Genetic risk factors
The researchers now offer proof that synapses are critical to mediate the transmission of toxic protein species and reveal the mechanisms behind this process. They show that the toxic proteins cross from one brain cell to the next by being engulfed by ‘vesicles’, small bubbles in the receiving brain cell. There the vesicles burst and release the toxic proteins. 

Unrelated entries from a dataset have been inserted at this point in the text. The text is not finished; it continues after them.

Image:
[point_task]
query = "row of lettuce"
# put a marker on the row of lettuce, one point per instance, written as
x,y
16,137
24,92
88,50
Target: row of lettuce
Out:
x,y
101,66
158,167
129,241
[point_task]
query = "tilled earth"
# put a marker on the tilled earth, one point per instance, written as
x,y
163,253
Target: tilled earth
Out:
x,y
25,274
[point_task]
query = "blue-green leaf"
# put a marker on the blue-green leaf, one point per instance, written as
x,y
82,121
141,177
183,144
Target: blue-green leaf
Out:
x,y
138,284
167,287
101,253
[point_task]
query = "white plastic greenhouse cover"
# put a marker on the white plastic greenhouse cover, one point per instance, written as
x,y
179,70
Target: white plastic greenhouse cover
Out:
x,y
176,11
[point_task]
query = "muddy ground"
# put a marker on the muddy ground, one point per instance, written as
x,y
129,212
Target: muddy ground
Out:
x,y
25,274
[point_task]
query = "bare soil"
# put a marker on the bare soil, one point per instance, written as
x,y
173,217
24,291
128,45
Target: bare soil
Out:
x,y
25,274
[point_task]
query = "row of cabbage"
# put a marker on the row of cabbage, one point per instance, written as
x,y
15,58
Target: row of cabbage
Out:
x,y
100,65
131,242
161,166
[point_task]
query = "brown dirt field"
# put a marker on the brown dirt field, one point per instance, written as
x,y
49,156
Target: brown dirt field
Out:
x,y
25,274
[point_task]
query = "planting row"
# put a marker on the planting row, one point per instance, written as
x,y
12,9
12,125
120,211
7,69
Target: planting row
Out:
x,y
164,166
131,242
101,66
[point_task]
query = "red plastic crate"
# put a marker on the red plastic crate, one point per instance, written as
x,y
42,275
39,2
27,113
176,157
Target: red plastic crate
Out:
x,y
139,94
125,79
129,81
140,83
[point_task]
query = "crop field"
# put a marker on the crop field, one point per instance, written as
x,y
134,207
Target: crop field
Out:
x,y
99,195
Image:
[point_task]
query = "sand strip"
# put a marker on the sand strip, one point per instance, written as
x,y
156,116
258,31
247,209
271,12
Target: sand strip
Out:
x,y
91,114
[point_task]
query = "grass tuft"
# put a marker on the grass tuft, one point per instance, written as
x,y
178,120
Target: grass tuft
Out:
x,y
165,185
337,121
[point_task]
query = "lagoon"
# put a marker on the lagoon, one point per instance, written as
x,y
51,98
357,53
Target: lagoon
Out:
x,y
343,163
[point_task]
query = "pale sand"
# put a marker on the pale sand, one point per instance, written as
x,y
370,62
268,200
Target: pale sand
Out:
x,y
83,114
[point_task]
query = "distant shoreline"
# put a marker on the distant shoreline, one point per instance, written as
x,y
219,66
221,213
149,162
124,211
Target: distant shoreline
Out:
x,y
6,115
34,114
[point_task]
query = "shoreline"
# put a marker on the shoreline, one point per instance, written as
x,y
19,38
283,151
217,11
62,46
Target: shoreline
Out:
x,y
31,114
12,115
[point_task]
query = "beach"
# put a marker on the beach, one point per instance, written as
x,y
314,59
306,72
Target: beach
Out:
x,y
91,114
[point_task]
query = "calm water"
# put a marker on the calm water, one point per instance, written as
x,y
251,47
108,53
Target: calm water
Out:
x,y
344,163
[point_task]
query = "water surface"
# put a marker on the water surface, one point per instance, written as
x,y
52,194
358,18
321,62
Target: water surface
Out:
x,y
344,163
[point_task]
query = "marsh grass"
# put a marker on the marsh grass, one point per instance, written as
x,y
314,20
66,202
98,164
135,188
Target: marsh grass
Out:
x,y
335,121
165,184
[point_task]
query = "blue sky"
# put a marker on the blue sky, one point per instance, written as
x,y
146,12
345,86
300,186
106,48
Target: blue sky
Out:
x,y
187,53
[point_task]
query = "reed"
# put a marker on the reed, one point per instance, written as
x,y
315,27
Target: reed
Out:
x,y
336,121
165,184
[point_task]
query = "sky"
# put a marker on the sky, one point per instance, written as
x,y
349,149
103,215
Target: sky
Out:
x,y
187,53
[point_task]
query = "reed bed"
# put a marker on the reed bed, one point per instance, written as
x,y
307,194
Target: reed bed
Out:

Prof. Patrik Verstreken (VIB-KU Leuven): “We also show how familial history has an impact on this process. There are known genetic factors in the human population that increase the risk to develop Alzheimer’s and we show that one of the more common genetic variants, dubbed ‘BIN1’, directly affects the transmission of toxic proteins at synapses. BIN1 ‘improves’ the transmission at synapses but in doing so, it enables the spread of toxic proteins.”

Next steps
These findings open new perspectives for the treatment of neurodegenerative diseases. By understanding how toxic proteins are passed on between brain cells, researchers may also be able to identify therapeutic avenues to block this process or to shuttle the toxic proteins to the cellular “waste bins”.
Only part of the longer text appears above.